La esposa, a quien le quedaba muy poco tiempo de vida, recibió la visita en su habitación del hospital de una niña que le pidió que fuera su mamá.

Alla sonríe con una sonrisa que había olvidado hace mucho, incluso en su juventud. Algo cálido y vivo despierta en su interior, como si su corazón volviera a latir con fuerza.

Yuri Anatolyevich también empieza a aparecer con más frecuencia, pero ya no solo como médico, sino como una persona cercana. A veces se deja caer por la noche, cuando la sala se vuelve especialmente tranquila. Las conversaciones fluyen con naturalidad, sin formalidades: sobre el tiempo, libros, chismes. A veces trae galletas caseras, comparte anécdotas de su vida; todo sencillo, pero genuinamente cálido.

Poco a poco, los recuerdos regresan a Alla; no de su marido, no, sino de su padre. Inteligente, confiable, aquel en quien confió toda su infancia. Ya no está, pero estas imágenes le recuerdan lo importante que es disfrutar de las pequeñas cosas, percibir el cariño y sentirse parte del mundo.

A veces la tristeza y el miedo invaden la mente: que todo lo bueno desaparezca. Pero entonces aparece Katya.
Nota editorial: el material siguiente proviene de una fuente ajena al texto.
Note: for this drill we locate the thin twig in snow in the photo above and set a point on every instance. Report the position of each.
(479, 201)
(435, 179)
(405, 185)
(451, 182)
Le toma la mano y le susurra:

— ¡Seguro que lo lograrás! — destruye todas las dudas.

Cada día, Alla siente cómo algo importante regresa a su interior: la conexión con la vida y consigo misma.

Por las noches, cuando las ventanas se oscurecen y la sala se llena de la pesadumbre de la soledad, el pasado regresa repentina y vívidamente. Recuerda el día en que Kolya llegó a casa extraño: una mirada confusa, perfume extranjero en la ropa, una voz insegura. Luego, una breve discusión, sus escasas excusas, un gesto con la mano, como si todo lo ocurrido no importara.
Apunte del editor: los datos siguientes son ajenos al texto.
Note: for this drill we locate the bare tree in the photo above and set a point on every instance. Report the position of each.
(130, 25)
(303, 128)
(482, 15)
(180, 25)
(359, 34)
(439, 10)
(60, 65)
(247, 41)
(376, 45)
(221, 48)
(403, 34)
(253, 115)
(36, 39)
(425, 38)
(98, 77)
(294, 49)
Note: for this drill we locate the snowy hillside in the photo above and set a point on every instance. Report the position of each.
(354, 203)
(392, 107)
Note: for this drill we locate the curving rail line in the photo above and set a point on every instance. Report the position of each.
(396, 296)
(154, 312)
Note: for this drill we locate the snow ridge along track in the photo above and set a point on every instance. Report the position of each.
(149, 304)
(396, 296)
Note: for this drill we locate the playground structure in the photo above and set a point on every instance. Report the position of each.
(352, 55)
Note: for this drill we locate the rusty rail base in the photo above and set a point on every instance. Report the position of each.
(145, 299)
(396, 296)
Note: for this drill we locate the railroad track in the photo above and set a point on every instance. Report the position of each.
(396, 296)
—Lo sabías, ¿verdad? Soy mayor de edad. ¡Y además, te apoyo económicamente! —dijo, como acusándola de un pecado invisible—. ¡Sería más fácil sin ti!
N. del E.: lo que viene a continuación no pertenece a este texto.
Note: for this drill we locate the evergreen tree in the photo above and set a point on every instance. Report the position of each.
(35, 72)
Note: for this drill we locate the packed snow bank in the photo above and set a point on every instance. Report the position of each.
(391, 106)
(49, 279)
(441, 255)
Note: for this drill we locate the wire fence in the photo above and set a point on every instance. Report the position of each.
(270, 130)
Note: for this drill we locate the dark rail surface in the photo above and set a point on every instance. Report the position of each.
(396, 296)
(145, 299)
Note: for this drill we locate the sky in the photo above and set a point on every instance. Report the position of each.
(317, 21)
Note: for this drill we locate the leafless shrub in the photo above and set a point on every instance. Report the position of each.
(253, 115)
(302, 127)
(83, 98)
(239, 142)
Fragmentos de voces, risas en la cocina, la silueta de otra mujer… Y entonces, frialdad en su pecho e indiferencia en sus ojos. Alla no lloró; no se permitió llorar ni enfadarse. Simplemente se quitó el anillo, empacó sus cosas y fue a la dacha a decir: «Ya no estoy aquí».

Fue allí donde ocurrió el accidente. Bosque al anochecer, fatiga, movimiento repentino en la carretera: una liebre o un zorro. Una curva cerrada, un toque de pedal de freno… y… un golpe de deslizamiento, ingravidez, luego oscuridad.

Cuánto duró ese minuto, Alla no lo recordaba. Pero en ese instante su vida se hizo añicos. Traición, dolor y miedo se entrelazaron en un solo nudo. Pero hubo un momento en que comprendió: si quiere sobrevivir, debe luchar contra sí misma. Solo para escapar.

La rehabilitación fue extraña, larga y rápida a la vez. Día tras día: ejercicios, inyecciones, masajes, fisioterapia. Pero el apoyo de Katya le dio una fuerza increíble: la niña le traía dibujos, secretos, noticias de su abuela. A veces Alla lloraba delante de ella, y no sentía vergüenza. Para Katya, las lágrimas no eran debilidad, sino parte de la vida.